The rewarding properties of alcohol (ethanol) play a central role in perpetuating dysfunctional consumption behaviors. Ethanol activates dopaminergic neurons in the ventral tegmental area (VTA), increasing dopamine release in the nucleus accumbens (NAc) and driving its rewarding effects. Previous studies have shown that these responses are modulated by the activity of hyperpolarization-activated cyclic nucleotide-gated (HCN) channels, as non-selective HCN inhibitors such as ZD7288 reduce ethanol-induced activation of dopamine neurons.
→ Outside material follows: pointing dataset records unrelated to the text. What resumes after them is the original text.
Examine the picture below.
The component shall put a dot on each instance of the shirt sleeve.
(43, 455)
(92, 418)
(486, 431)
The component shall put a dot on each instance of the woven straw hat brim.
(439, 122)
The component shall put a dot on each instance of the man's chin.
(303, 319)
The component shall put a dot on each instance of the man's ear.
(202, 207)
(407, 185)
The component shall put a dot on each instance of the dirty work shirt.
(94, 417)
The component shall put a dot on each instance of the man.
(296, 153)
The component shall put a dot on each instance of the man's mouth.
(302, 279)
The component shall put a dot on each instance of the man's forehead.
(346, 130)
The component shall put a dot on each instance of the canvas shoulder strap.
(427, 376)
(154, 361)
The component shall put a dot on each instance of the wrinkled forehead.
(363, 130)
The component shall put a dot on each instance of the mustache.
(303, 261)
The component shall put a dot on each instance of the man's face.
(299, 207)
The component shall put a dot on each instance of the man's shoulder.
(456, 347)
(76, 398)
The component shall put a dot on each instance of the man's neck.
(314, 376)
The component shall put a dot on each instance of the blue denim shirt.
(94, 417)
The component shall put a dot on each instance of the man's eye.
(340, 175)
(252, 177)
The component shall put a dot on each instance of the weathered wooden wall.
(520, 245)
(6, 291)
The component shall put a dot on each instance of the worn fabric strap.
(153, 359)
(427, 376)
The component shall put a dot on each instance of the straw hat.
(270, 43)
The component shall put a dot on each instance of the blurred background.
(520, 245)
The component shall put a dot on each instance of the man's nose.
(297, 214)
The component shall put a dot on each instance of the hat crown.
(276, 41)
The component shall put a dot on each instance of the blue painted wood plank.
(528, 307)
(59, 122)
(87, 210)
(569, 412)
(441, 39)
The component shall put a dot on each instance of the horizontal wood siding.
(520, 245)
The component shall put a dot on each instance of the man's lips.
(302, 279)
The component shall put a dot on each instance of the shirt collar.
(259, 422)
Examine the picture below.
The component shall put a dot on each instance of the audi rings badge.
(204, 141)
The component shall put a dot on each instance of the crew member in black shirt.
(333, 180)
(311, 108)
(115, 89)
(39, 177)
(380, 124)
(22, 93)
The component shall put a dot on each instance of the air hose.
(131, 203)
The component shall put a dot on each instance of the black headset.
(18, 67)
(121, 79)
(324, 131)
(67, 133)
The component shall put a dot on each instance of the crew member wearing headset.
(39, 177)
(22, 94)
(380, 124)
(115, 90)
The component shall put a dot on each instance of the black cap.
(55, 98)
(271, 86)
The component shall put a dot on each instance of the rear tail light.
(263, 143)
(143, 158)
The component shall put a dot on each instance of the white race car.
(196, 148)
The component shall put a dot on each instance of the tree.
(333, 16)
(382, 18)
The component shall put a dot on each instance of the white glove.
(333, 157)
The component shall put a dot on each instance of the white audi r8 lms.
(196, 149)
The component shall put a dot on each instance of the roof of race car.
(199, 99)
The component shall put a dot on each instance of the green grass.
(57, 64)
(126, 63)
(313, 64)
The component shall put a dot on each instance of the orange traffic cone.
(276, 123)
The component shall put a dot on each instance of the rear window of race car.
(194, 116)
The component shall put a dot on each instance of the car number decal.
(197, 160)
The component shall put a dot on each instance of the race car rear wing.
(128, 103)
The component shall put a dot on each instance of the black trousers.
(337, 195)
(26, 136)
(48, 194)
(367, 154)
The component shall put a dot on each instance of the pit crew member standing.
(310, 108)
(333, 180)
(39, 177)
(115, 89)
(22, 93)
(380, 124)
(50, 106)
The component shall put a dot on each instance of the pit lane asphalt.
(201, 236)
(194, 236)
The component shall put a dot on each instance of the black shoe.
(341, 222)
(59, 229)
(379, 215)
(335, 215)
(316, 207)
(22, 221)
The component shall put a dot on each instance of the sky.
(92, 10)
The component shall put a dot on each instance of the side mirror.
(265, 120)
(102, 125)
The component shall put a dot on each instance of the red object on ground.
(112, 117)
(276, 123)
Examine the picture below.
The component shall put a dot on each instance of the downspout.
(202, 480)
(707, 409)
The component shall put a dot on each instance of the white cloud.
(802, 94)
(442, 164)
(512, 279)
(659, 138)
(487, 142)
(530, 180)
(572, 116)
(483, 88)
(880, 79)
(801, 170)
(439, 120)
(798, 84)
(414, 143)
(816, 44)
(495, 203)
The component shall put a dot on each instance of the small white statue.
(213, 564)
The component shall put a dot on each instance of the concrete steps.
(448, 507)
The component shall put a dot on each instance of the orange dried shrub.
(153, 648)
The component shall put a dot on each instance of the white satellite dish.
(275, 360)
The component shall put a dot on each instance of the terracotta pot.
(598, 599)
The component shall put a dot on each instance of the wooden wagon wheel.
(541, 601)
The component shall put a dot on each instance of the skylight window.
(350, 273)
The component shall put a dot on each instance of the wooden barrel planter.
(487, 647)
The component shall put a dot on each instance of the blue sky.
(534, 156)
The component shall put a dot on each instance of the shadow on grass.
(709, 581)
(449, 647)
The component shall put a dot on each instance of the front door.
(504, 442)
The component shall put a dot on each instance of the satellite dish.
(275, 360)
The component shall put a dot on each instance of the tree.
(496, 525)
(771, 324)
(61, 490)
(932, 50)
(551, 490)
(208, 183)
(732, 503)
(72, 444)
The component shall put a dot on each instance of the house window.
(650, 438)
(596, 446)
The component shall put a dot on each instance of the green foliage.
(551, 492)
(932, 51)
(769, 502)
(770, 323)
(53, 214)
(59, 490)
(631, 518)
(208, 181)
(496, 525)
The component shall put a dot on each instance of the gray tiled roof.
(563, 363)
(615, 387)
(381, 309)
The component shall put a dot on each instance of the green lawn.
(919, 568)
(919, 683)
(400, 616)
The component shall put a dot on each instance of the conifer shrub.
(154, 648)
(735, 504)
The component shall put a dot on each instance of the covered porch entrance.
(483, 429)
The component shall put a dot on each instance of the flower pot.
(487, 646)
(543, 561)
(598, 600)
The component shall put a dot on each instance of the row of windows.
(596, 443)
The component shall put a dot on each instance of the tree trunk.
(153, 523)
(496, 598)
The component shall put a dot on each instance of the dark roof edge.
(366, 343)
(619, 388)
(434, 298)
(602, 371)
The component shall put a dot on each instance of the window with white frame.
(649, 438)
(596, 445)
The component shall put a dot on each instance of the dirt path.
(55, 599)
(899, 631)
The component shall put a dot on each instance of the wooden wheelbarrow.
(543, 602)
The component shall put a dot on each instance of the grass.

HCN2 overexpression in UChB alcohol-preferring rats increases ethanol intake and dopamine release, while silencing HCN2 reduces ethanol consumption. These findings identify HCN2 channels as a key mediator of ethanol reward, prompting the exploration of HCN2-selective blockers as therapeutic agents. This study investigated the effects of intracerebroventricular administration of the HCN blockers SMU-XYC5 (HCN2-preferring), MEL55A (HCN1/HCN2-preferring), and ZD7288 (non-selective) on ethanol-induced dopamine release, reward-related behaviors, and Delta FosB levels in the NAc of UChB alcohol-preferring rats. All blockers significantly reduced ethanol-induced dopamine release in the NAc shell in a dose-dependent manner (p < 0.01), with SMU-XYC5 showing the highest potency. Voluntary ethanol consumption was markedly decreased by similar to 70 % during treatment, with sustained reductions observed post-treatment for MEL55A and high SMU-XYC5 doses. Noteworthy, all blockers prevented ethanol-induced conditioned place preference (p > 0.05) and reduced (similar to 40 %) ethanol-induced Delta FosB levels in the NAc core, without affecting locomotor activity or total fluid intake. These findings suggest HCN2 channels as a key regulator of ethanol reward and support HCN2-preferential blockers as a potential therapeutic option for alcohol use disorders.